Bunga Azalea

1.6K 248 23
                                    

Selamat Pagi... boleh dong minta bintangnya, biar penulis lebih semangat nulis lanjutannya ^_^

Selamat membaca, semoga terhibur

_________________________________________

Pukul enam pagi telah terjadi kegaduhan dalam rumah besar nan asri itu. Setiap hari pasti ada yang diributkan menjadikan kediaman Wijaya itu selalu ramai. Amelia, penuh semangat menyusun sarapan di meja makan. Senyum tak pernah surut dari wajahnya, rumahnya kini selalu ramai seperti yang dia harapkan. Ramai dengan celoteh ceria para cucunya. Meski ada yang kurang dalam setiap pagi dan harinya. Namun setidaknya masih ada mereka yang selalu menghiburnya.

Bukan hanya itu, ada yang spesial hari ini. Setelah hampir tiga belas tahun akhirnya Bima memutuskan kembali lagi ke pulau Jawa. Tentu itu waktu yang cukup lama, dan Amelia sangat memahami kenapa hingga selama itu Bima memutuskan pergi. Ada luka dalam hatinya yang mungkin tak akan ada satupun yang mampu menyembuhkannya.

"Nenek..." suara membahana Azalea dari ruang atas kemudian lari menuruni anak tangga dan langsung menghambur dalam pelukan Amelia.
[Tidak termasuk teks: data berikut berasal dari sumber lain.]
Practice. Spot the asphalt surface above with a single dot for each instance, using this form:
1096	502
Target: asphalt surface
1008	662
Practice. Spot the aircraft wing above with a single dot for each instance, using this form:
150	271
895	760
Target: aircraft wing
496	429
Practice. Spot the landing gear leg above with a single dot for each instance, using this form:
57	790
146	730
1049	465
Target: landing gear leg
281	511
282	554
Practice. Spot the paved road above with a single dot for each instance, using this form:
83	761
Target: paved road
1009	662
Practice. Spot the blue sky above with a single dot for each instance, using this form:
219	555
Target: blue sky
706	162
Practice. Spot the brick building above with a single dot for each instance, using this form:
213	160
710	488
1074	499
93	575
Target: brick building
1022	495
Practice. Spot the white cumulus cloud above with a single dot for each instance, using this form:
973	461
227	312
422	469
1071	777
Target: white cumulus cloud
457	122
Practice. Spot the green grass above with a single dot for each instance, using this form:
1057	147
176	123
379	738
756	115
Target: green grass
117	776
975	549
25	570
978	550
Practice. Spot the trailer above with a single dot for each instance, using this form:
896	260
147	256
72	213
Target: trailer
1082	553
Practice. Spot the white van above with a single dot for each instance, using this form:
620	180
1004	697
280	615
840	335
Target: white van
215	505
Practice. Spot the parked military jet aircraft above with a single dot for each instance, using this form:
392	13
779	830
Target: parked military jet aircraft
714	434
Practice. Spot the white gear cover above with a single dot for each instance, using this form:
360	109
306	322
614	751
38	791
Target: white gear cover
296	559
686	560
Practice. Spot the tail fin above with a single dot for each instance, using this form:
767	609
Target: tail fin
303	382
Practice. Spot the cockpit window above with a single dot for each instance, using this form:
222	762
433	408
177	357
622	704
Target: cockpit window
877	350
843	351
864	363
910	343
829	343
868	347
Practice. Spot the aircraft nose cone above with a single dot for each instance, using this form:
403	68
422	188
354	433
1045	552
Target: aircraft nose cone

"Aduh... hati - hati dong Za anak gadis itu harus lembut, ini malah berlarian kayak di lapangan saja," gerutu Amelia namun dengan senyuman.

"Za kangen sama Nenek dari kemarin kita belum ketemu." Azalea makin erat memeluknya.

"Heleh, alasan, memang dasarnya berisik." Sela anak lelaki yang sedari tadi sudah duduk manis menikmati roti bakar.

"Mas Iki itu yang berisik." Azalea melotot menatap Rifki tak terima.

"Sudah... kalian ini baru juga ketemu, jangan ribut. Ayo Za duduk dan makan sarapanmu." Titah Amelia.

Tanpa membantah Azalea duduk di depan Rifki. Tak lama Mira juga Dedi suaminya bergabung di meja makan. Tak berapa lama kemudian terdengar suara gaduh anak tangga yang di pijak dengan langkah berlari, Mayesa, Alia, dan Intan, ketiga anak Mira yang lain itu berlari menuruni anak tangga dan langsung bergabung di meja makan.

"Itu Mas Esa, Mbak Alia juga Mbak Intan juga lari - lari kok Nenek diam saja?" protes Azalea sambil menatap Amelia.

"Dilarang protes, kami sedang terburu - buru." Serempak ketiganya menjawab protes Azalea. Dan hanya dengusan sebal balasannya.

Selama beberapa menit dalam keheningan menikmati sarapan. Azalea menyandar lalu menatap kursi kosong disebelah Amelia lalu beralih pada dua kursi kosong di sebelahnya. Ada sakit yang tiba - tiba menyeruak dalam hatinya. Selalu, tiap kali jika mereka pulang, ayahnya tak pernah mau ikut bergabung makan bersama keluarga. Meskipun sangat tahu kenapa ayahnya seperti itu, tetap saja hatinya terasa kurang.

"Hem, maaf terlambat. Selamat pagi Sayang." Terdengar suara berat khas yang sangat dia kenal diatas kepala lalu kecupan singkat mendarat di pucuk kepalanya.

Kursi sebelahnya bergeser kebelakang lalu seseorang duduk. Azalea tersenyum senang lalu memeluk orang disebelahnya, "Papa."

"Cepat selesaikan sarapanmu, nanti Papa yang antar sampai sekolah." Kecupan lembut kembali mendarat di pucuk kepala. Azalea menggangguk penuh semangat lalu segera melahap sarapan yang sempat tak ingin dia habiskan karena selera makannya tiba - tiba hilang.

"Hari ini masih cuti kan Bim?" Mira menatap orang di sebelah Azalea, iya, dia adalah Bima.

"Iya, ada apa Mbak?" Bima meraih roti bakar lalu memakannya.

"Bantuin Mbak ya di kantor," pinta Mira sangat memohon. Bima hanya mengangguk pasti.

Sejak tiga belas tahun yang lalu, Mira telah menggantikan posisi Wijaya sebagai pemilik perusahaan Jaya Abadi. Seharusnya Bima, namun sebagai seorang tentara Bima tak akan pernah bisa memastikan selalu ada untuk mengurusnya, jadi Bima menyerahkan hak pada Mira untuk mengurusnya. Tapi bukan berarti lepas tangan, Bima tetap membantunya meskipun saat mereka jauh.